You comment upon your perception that the "single alignment" issue was started to "punish" churches yet you have ignored my comments concerning the issue of competition. "Qui tacit consenture vidatur?" I think it is both - I think the overwhelming spirit of the messengers was the issue of competition - the overwhelming spirit of the leadership was punishment. How is that for splitting the apple?

In the end, however, it is the individual church and her decision to conform or depart which carries the day - a fact that you wish to only "technically" concede. To whit what would you say about a church who, being dually aligned, changed and became singularly aligned to conform to the new rules. Would you say about them that they were "forced to stay" as you also say about those who in your own words were "forced to go?" I say that both of these acts are in fact "autonomy" still in healthy use.

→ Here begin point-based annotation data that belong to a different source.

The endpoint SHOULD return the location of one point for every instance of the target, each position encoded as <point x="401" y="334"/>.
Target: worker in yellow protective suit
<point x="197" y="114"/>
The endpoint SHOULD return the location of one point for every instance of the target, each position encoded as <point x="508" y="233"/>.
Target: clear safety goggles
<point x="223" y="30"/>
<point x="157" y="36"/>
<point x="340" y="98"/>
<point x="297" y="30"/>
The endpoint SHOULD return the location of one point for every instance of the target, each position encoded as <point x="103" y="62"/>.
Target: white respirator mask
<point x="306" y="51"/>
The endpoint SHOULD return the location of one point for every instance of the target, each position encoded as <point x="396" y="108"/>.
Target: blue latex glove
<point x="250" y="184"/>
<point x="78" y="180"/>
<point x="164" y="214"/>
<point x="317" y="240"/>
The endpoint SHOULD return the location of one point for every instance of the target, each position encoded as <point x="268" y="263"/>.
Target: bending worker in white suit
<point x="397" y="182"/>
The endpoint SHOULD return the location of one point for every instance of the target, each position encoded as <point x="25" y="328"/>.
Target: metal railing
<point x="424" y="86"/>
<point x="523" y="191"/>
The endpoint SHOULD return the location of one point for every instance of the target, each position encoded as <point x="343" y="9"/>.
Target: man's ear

The only "forcing" which the changing of membership rules did was to "force" a choice - yet your "yes" be "yes" and your "no" be "no." - and that is a good and scriptural thing as well.

We could discuss if the new rules are "exclusionary" "cumbersome" or "a violation of autonomy" - with each point I would answer in the negative. We will probably agree to disagree on this - and that is okay. Since our church in its 150 year history being in Missouri has not come close to being dually aligned, perhaps I am blinded by a lack of perspective.

Merry Christmas and blessings upon your family and ministry!


Bennett said...

It sounded to me that if a church gave money to both the MBC and the BGCM that MBC would feel that they were dually aligned and the church would soon not be associated with the MBC.

Is this the interpretation of the alignment rules that the MBC is taking?

Gary Snowden said...


That probably is the rationale or the fear that motivated the MBC to adopt their current single alignment stance. The baffling thing about it is that in other states where 2 state conventions exist, while there are certainly tensions, those state conventions do not force a local church to choose which convention they will channel their offerings through. They tend to respect a bit more the historical Baptist principle of the autonomy of the local church. The MBC gives lip service to the principle, but in effect says that if you exercise it in a way we don't like, you're no longer fit to associate with us.